NASHVILLE — Two lawmakers in Tennessee have introduced a bill that would defy the U.S. Supreme Court ruling regarding same-sex “marriage” and protect the rule of law in the state.
Rep. Mark Pody, R-Lebanon, and Sen. Mae Beavers, R-Mt. Juliet, filed the “Tennessee Natural Marriage Defense Act” on Thursday in the state legislature to defend the constitutional amendment passed by 81 percent of voters in 2006.
“Whereas, not all orders claiming authority under color of law are in fact lawful,” the bill reads.”Whereas, unlawful orders, no matter their source—whether from a military commander, a federal judge, or the United States Supreme Court—are and remain unlawful, and should be resisted.”
“Natural marriage between one (1) man and one (1) woman as recognized by the people of Tennessee remains the law in Tennessee, regardless of any court decision to the contrary,” it says. “Any court decision purporting to strike down natural marriage, including [Obergefell v. Hodges], is unauthoritative, void, and of no effect.”
Both Pody and Beavers believe that the Supreme Court ruling is the result of judicial activism and therefore must be resisted.

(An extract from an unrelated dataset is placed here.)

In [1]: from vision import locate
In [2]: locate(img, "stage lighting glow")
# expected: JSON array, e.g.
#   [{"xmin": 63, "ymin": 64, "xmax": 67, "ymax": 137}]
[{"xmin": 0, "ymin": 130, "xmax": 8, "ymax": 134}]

“The Obergefell case is clearly and blatantly an overstep of the Supreme Court’s authority and it is time that states, like Tennessee, stand up against the judicial tyranny of which Thomas Jefferson so eloquently warned,” Beavers said in a statement, referring to the Jefferson quote, “Whenever the general government assumes undelegated powers, its acts are unauthoritative, void, and of no force.”
“This decision defies constitutional authority and is one of the most glaring examples of judicial activism in U.S. Supreme Court history,” Pody remarked. “It not only tramples on state’s rights, but has paved the way for an all-out assault on the religious freedoms of Christians who disagree with it.”
He said that the Tennessee Natural Marriage Defense Act “calls for Tennessee to stand against such unconstitutional action in hopes that other states will stand with us against an out-of-control court legislating from the bench.”
The two went on to speak at a religious liberty rally on Friday, where they again declared before the 400 residents in attendance that the state must protect God’s definition of marriage.
“Marriage is between a man and a woman in Tennessee,” Pody proclaimed, being met with cheers.
“We’re going to tell the attorney general, he will defend marriage in Tennessee as it is written on our Constitution,” Beavers stated.
As previously reported, Tennessee was one of the states whose constitutional amendment on marriage had been upheld by the federal court—until it reached the Supreme Court.
“No one here claims that the states’ original definition of marriage was unconstitutional when enacted. The plaintiffs’ claim is that the states have acted irrationally in standing by the traditional definition in the face of changing social mores,” wrote Judge Jeffrey Sutton for the 6th Circuit Court of Appeals last November. “[But] how can we say that the voters acted irrationally for sticking with the seen benefits of thousands of years of adherence to the traditional definition of marriage in the face of one year of experience with a new definition of marriage?”
“If it is constitutionally irrational to stand by the man-woman definition of marriage, it must be constitutionally irrational to stand by the monogamous definition of marriage,” he asserted. “[But] the predicament does not end there. No state is free of marriage policies that go too far in some directions and not far enough in others, making all of them vulnerable…”
Sutton was joined by Judge Deborah Cook in his opinion.
“If we in the judiciary do not have the authority, and indeed the responsibility to right fundamental wrongs left excused by a a majority of the electorate, our whole intricate, constitutional system of checks and balances …. prove to be nothing but shams,” she wrote.